Ethnicity is often associated with conflicts. At the same time, it may become the basis for peacefully living together. The Fulbe of northern Benin and their peasant neighbours, the Bariba, provide a good illustration of this point. Both groups communicate in many settings by accentuating cultural differences. This practice reveals the importance attributed to mutual exteriority and to ethnic boundaries in their interactions. Ethnic boundaries between these two groups are quite firm and rarely cross-cut. Their relative impermeability is frequently presented by the actors as an evidence for very limited relations of exchange. In fact, this view does not accurately reflect reality. Exchanges are numerous and organized in such a way that they contribute to the solidification of the precarious position of the Fulbe by weakening the negative effects of their strong tendency towards the pursuit of ‘exit options’.

One focus of the current project will be on the stabilizing dimension of ethnicity. In this context, material already collected in northern Benin will be compared with data found in the ethnographic literature dealing with various groups that place great emphasis on otherness when interacting.

A second focus will be on issues of identity dynamics among the Fulbe, especially in northern Benin and northern Cameroon. In the latter area, two Fulbe populations which have developed different local forms of collective identity can be found. These are the so-called ‘settled Fulani’, or Huya, and members of the section of the Fulbe which, in the literature, stands for a very mobile cattle-keeping group and which is often referred to as Mbororo.

In each of these groups ‘trans-Fulbeisation’ processes have been recorded. Those which affect the Mbororo have increased during the last years. Many of them are now engaged in adjusting their sub-ethnicity to the one displayed by the Huya, who occupied a hegemonic position in the past and who are reputed for the great porosity of their boundaries. Their sub-ethnicity has indeed a high incorporative character, particularly with regard to non-Fulbe. Significant numbers of these populations have been absorbed into the Huya category or are involved in a process of ethnic passing. Such changes in identity are said to be easy. Nevertheless, it takes two or three generations before total assimilation will be accomplished. Theoretically speaking, this is also valid for the Mbororo. Their ‘Fulbeness’ does not function as a prerequisite for a more rapid, complete and permanent transcending of the boundaries that separate them from the Huya. In practice, even those who began to adopt elements of the Huya sub-ethnicity about eight decades ago do not seem to be on the path to end up as Huya. Thus, there is no noticeable decline in the salience of the Mbororo category.

Several key factors appear to explain this situation. Some have been examined in previous research in which the present study is rooted. The range of criteria that play an important role in the persistence versus the attenuation of differentiations between Huya and Mbororo will be analyzed further. They will be discussed in a wider perspective and with respect to their relevance to other locations. In connection with this, careful attention will be paid to variables such as politics, economy and religion (Islam).

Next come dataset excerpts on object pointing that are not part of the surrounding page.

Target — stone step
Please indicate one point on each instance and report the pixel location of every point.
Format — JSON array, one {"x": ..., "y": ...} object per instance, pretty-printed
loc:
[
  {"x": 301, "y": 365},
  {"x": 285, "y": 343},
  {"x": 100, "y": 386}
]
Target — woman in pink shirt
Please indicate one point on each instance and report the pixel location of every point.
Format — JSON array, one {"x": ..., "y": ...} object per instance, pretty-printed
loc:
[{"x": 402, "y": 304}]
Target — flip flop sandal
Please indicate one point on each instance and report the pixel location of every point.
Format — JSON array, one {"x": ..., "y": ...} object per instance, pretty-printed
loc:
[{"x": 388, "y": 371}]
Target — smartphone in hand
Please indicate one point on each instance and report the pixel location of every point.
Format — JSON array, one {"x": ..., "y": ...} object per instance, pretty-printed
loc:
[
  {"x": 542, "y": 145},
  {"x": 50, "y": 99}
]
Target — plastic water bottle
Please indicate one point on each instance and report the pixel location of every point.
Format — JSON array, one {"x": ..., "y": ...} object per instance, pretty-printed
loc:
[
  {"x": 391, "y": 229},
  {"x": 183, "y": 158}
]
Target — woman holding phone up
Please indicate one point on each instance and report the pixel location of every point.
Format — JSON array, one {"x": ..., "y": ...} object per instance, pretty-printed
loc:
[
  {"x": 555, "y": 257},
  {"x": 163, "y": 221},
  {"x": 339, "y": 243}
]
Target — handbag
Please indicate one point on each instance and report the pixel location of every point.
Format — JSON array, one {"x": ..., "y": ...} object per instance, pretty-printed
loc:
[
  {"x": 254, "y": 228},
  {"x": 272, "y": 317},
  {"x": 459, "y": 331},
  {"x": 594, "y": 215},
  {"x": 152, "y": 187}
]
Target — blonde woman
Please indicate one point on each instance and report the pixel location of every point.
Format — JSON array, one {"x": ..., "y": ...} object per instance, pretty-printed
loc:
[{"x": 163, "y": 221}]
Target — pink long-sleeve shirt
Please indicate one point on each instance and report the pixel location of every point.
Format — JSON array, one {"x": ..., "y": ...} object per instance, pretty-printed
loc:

A third focus of this project will be on complementary arrangements which exist between the Fulbe of northern Benin and northern Cameroon and their neighbours. These arrangements are of great interest because they entail integrative aspects. This is also true for contrasting cognitive representations that involve a ‘we/they’ divide defined in ethnic terms (e. g. perceptions of space, magical and religious conceptions). These representations, too, have a pacifying potential. They tend to mitigate interethnic conflicts and inhibit the outbreak of violence. In this respect, they have similar functions in interethnic joking relationships and friendships. On many occasions the importance of friendship ties between Fulbe and non-Fulbe is minimized by the actors. Obviously, both groups privilege narratives according to which such ties are either non-existent or predatory and therefore undesirable. Interethnic friendships, however, are widespread and involve a lot of exchanges. These exchanges as well as the relationships in the name of which they occur are often kept hidden from public view and knowledge. Their veiled dimension makes it difficult for outsiders, including anthropologists, to evaluate what goes on in interethnic friendships or to understand what kind of support they may give. This partly explains why most of the researchers studying the Fulbe and their neighbours have failed to recognize the significance of these friendships for a long time. Another reason is that friendship has received little heed in anthropology. In this discipline non-Western societies are frequently seen as leaving limited room for friendship. This view will be critically assessed in the last part of this project.